R2D3: Imparting Spatial Reasoning by Reconstructing 3D Scenes from 2D Images

Arijit Ray, Dina Bashkirova, Reuben Tan, Kuo-Hao Zeng, Bryan A. Plummer, Ranjay Krishna, Kate Saenko

Published: 06 Jun 2024, Last Modified: 05 Sept 2024OpenReview Archive Direct UploadEveryoneCC0 1.0

Abstract: Cognitive scientists herald 3D spatial reasoning as a fundamental foundation for all intellectual processes. Multimodal large language models (MLMs), which have been widely adopted due to their impressive commonsense reasoning on 2D images, have been shown to lack 3D spatial reasoning. There is limited evaluation of what imparts precise 3D spatial capabilities to these models. Existing benchmarks for probing spatial understanding in MLMs mostly focus on coarse-level spatial awareness (eg, to the left vs right of), or on predicting a bounding box for a given object query. Instead, we wish to conduct a more holistic evaluation of the model's semantic and spatial understanding of the entire scene.
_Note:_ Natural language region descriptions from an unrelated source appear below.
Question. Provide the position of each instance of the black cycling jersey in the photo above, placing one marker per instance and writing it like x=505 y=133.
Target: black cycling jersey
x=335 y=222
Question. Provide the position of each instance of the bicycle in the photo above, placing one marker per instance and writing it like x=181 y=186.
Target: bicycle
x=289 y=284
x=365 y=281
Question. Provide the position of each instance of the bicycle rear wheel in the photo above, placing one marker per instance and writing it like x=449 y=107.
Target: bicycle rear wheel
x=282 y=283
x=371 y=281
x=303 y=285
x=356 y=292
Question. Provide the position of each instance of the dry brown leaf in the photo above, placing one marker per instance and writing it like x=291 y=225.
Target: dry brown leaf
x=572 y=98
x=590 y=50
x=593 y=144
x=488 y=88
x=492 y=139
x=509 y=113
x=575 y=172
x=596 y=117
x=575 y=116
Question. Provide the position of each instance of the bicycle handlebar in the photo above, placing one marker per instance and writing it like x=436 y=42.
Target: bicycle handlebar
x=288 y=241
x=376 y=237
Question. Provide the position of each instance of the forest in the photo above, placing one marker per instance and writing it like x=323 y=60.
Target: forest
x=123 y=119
Hence, we propose a benchmark, R2D3, where an MLM is tasked to represent a 2D image as a set of semantic assets with precise 3D locations and poses that can accurately reconstruct the 3D scene in a graphics engine. This task of "analysis by synthesis" requires the model to have a comprehensive understanding of the elements that make up the scene and their precise 3D relative locations. Our benchmark includes 12K indoor scenes in the AI2THOR environment and is compatible with several downstream applications such as embodied AI, spatial reasoning, and navigation tasks. Using our benchmark, we explore tuning techniques for MLMs that encourage precise spatial reasoning. Surprisingly, we find that conventional fine-tuning on the training set of our benchmark, while enough to understand semantics, is not enough to learn the precise 3D locations and poses of the objects in a scene. However, including depth or conveying the precise camera-scene orientation by marking a point in the image and including its 3D coordinate during training allows the model to improve 3D spatial estimation at test time. We hope that the R2D3 benchmark will help drive progress in exploring design choices that improve the spatial understanding of MLMs.